BLBG: Gold Falls Every Day This Week as Prior Gains Spur Scrap Sales
Gold fell for five days in London, its worst losing streak since September, on concern a surge last week to the highest in 11 months spurred sales of jewelry for scrap, outpacing demand from investors.
Assets in the SPDR Gold Trust, the biggest such fund backed by bullion, rose to a record 1,029.29 metric tons yesterday after holding steady since Feb. 19. The gold price is set for a first weekly decline in three weeks and the steepest drop in almost three months. It is still up 1.5 percent this month.
“Scrap flooding the market still far outweighs” buying by funds, Standard Bank Ltd. analyst Walter de Wet wrote in a note in Johannesburg. Though “scrap flows have slowed somewhat.”

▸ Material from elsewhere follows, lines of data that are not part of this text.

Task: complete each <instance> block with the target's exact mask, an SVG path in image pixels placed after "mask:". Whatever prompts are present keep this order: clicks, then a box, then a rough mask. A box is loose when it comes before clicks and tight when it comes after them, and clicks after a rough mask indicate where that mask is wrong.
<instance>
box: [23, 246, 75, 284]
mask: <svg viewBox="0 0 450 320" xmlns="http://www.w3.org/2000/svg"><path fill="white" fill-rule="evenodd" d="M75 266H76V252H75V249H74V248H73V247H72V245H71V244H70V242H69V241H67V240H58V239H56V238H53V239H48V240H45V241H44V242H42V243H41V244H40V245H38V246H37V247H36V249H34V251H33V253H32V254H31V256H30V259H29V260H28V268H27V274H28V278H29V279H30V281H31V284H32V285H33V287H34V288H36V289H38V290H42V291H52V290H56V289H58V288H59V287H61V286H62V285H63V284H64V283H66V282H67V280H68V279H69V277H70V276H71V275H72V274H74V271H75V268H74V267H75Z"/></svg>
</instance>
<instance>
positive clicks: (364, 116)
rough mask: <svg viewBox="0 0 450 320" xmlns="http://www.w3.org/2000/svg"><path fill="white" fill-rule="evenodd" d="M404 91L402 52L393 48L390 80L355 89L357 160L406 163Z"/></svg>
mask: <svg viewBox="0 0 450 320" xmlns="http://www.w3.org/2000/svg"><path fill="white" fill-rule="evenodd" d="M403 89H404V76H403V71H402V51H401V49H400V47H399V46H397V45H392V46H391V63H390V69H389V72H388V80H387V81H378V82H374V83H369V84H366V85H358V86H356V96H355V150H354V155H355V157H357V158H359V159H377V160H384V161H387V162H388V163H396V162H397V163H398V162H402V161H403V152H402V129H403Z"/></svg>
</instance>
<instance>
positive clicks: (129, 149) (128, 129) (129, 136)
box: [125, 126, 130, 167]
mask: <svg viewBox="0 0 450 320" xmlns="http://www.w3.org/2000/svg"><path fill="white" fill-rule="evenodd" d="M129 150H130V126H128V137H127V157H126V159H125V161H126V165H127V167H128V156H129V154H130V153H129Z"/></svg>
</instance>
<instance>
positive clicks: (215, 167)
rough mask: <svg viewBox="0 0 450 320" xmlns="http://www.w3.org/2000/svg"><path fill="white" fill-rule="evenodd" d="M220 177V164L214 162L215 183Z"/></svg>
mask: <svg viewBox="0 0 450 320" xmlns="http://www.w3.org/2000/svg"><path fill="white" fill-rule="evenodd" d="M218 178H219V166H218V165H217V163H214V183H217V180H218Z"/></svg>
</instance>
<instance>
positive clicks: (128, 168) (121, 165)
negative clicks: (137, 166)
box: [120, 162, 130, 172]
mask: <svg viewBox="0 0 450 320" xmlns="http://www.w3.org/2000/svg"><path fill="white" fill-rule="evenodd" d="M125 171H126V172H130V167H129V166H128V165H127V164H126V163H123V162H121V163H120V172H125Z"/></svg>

Gold for immediate delivery lost $2.60, or 0.3 percent, to $943.60 an ounce by 9:50 a.m. in London. That’s 6.4 percent below the 11-month high of $1,006.29. April futures rose $2.50 to $945.10 an ounce in electronic trading on the Comex division of the New York Mercantile Exchange.
Total gold supply rose 49 tons to 908 tons in the fourth quarter partly on scrap supply, the World Gold Council said last week. The metal averaged $799.91 an ounce in the three months.

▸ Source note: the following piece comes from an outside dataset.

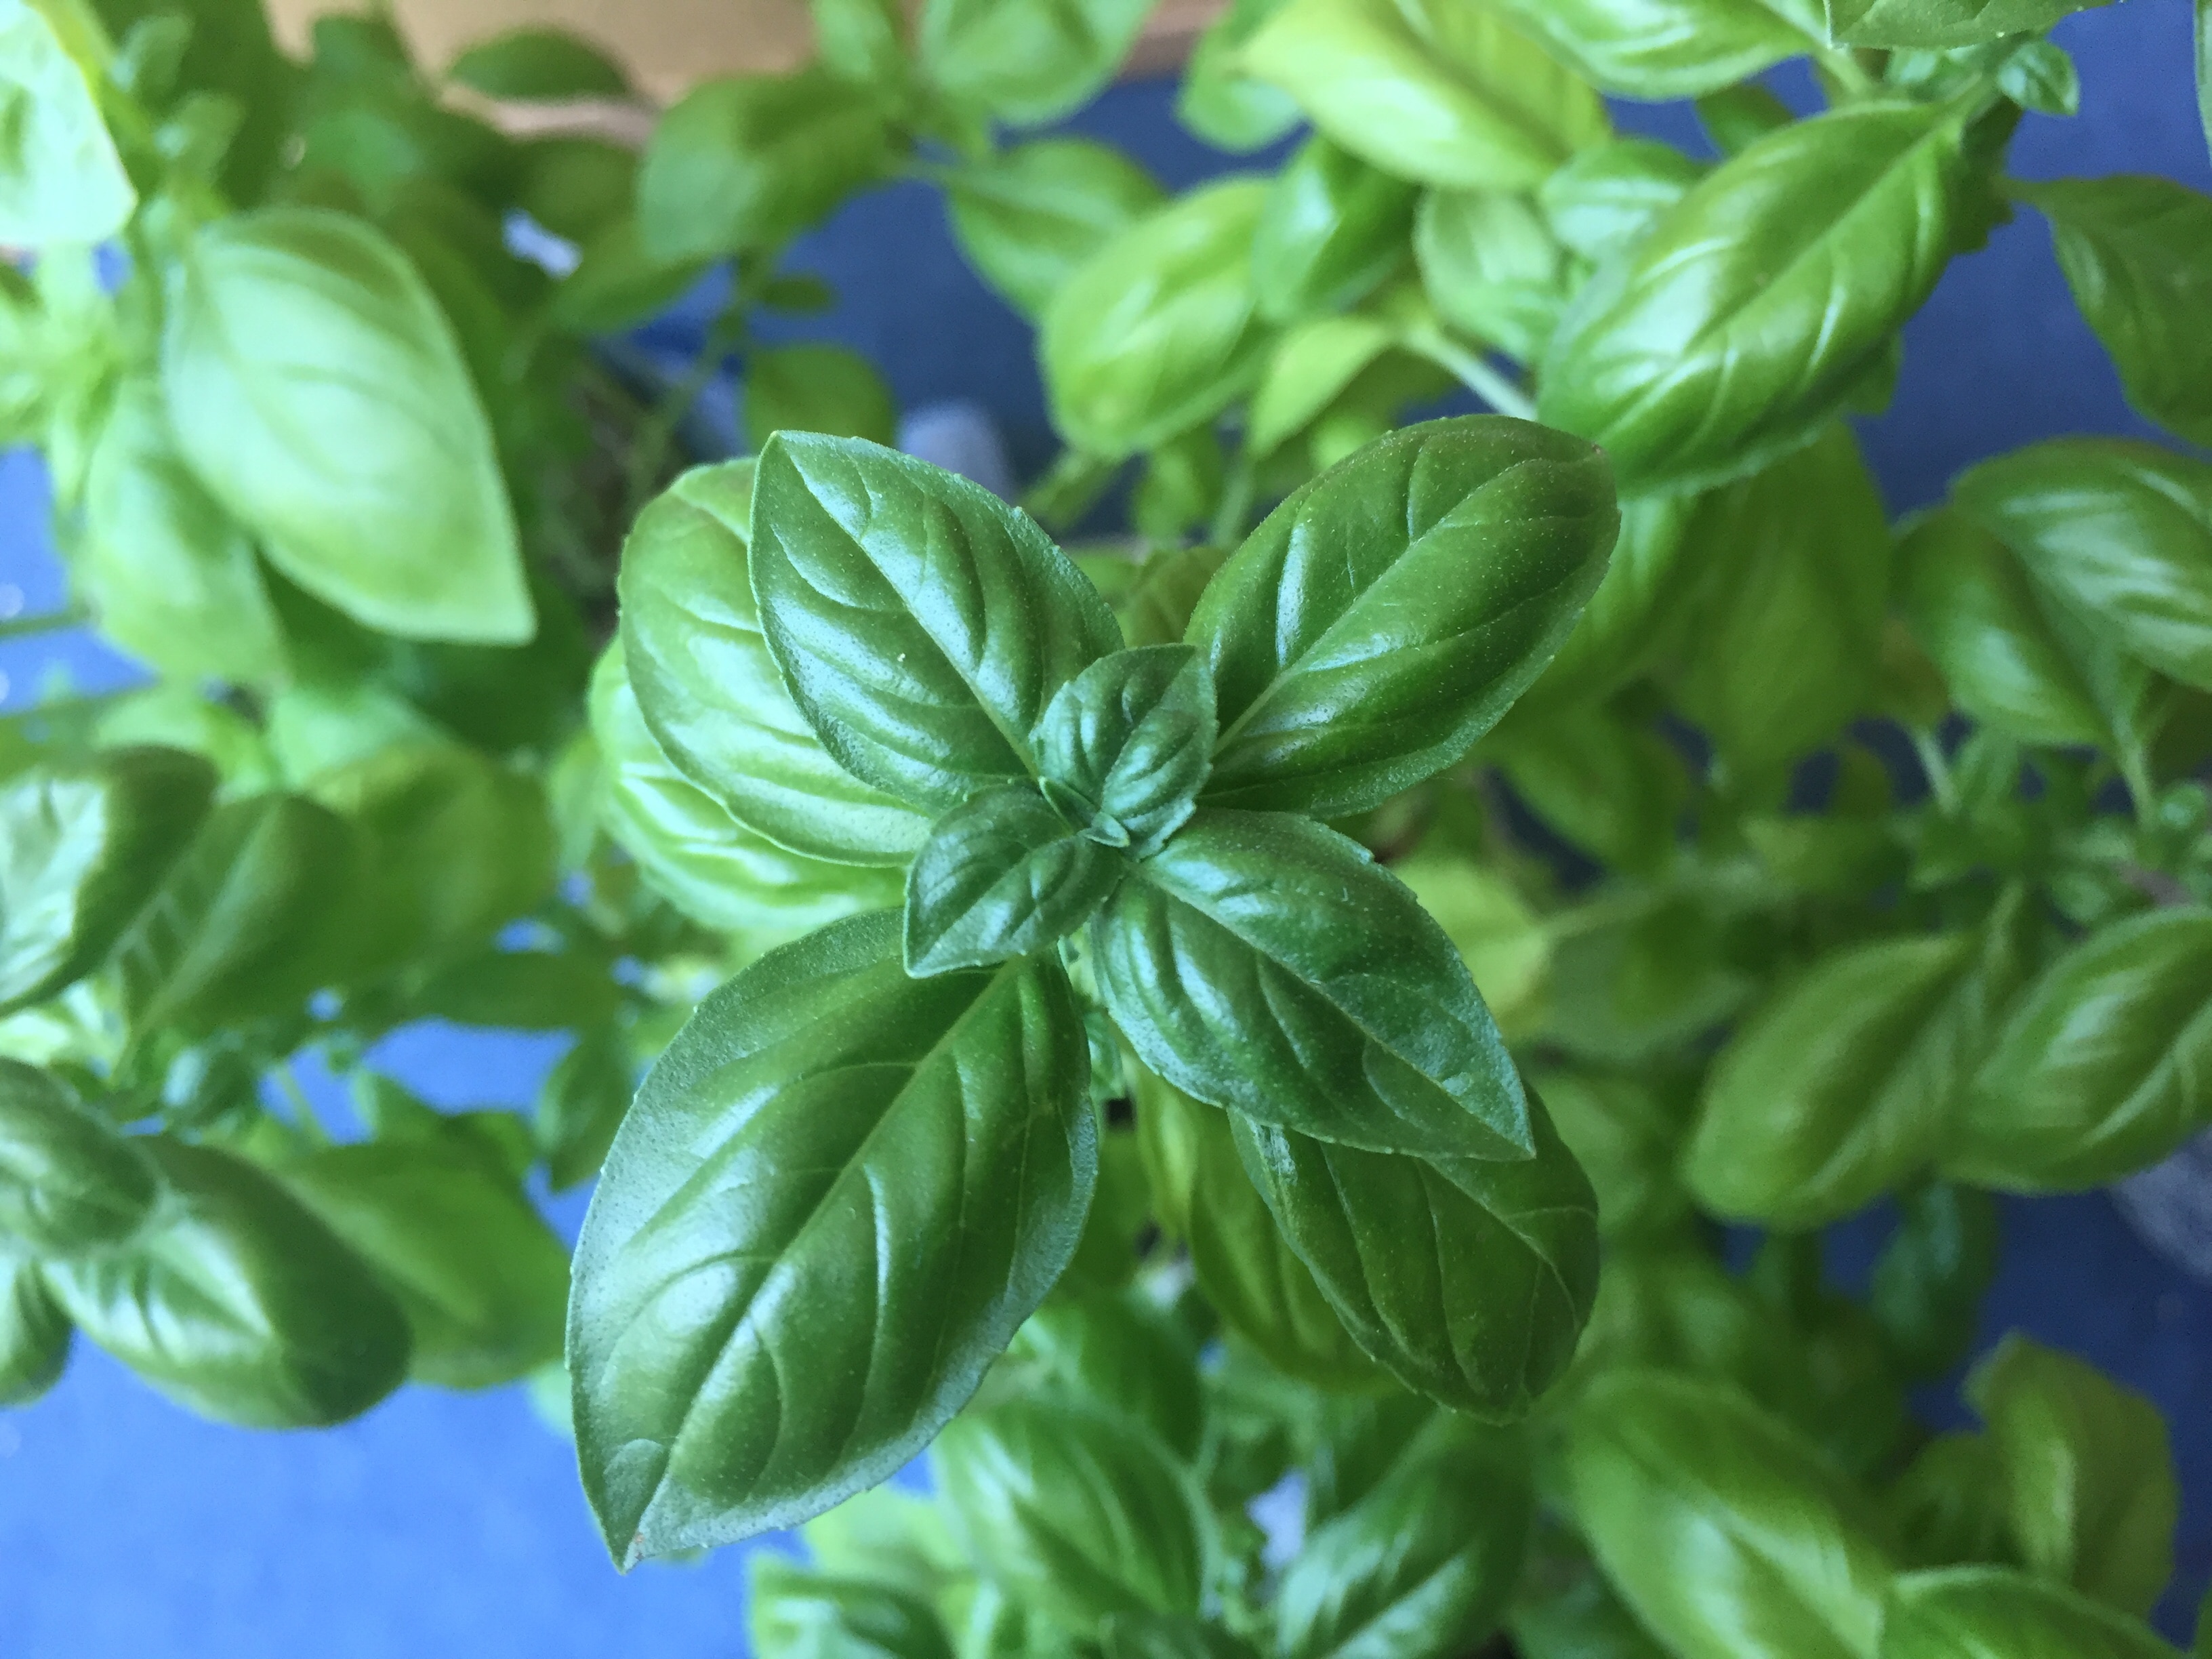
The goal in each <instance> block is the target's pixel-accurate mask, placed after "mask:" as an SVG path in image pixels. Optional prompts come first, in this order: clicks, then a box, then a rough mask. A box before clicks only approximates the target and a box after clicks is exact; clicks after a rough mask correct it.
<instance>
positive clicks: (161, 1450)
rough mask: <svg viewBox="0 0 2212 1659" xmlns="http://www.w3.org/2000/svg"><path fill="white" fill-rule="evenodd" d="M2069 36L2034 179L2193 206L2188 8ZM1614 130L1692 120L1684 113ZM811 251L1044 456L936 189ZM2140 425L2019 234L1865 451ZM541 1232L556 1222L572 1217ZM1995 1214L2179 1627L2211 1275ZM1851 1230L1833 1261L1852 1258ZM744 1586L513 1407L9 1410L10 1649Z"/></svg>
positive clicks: (2186, 1577)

Goldman Sachs Group Inc. yesterday raised its 2009 forecast for gold 4 percent to $911 an ounce to reflect higher investment demand. The forecast for next year was raised 4 percent to $951.
Among other metals for immediate delivery in London, silver fell 0.2 percent to $13.10 an ounce. Platinum added $4.75, or 0.5 percent, to $1,057.75 an ounce and palladium slid 50 cents to $197 an ounce.
Goldman raised its 2009 platinum forecast 26 percent to $1,050. “The platinum surplus is likely to be substantially smaller than we had previously expected” on stronger investment demand and production cuts, the bank said in a report.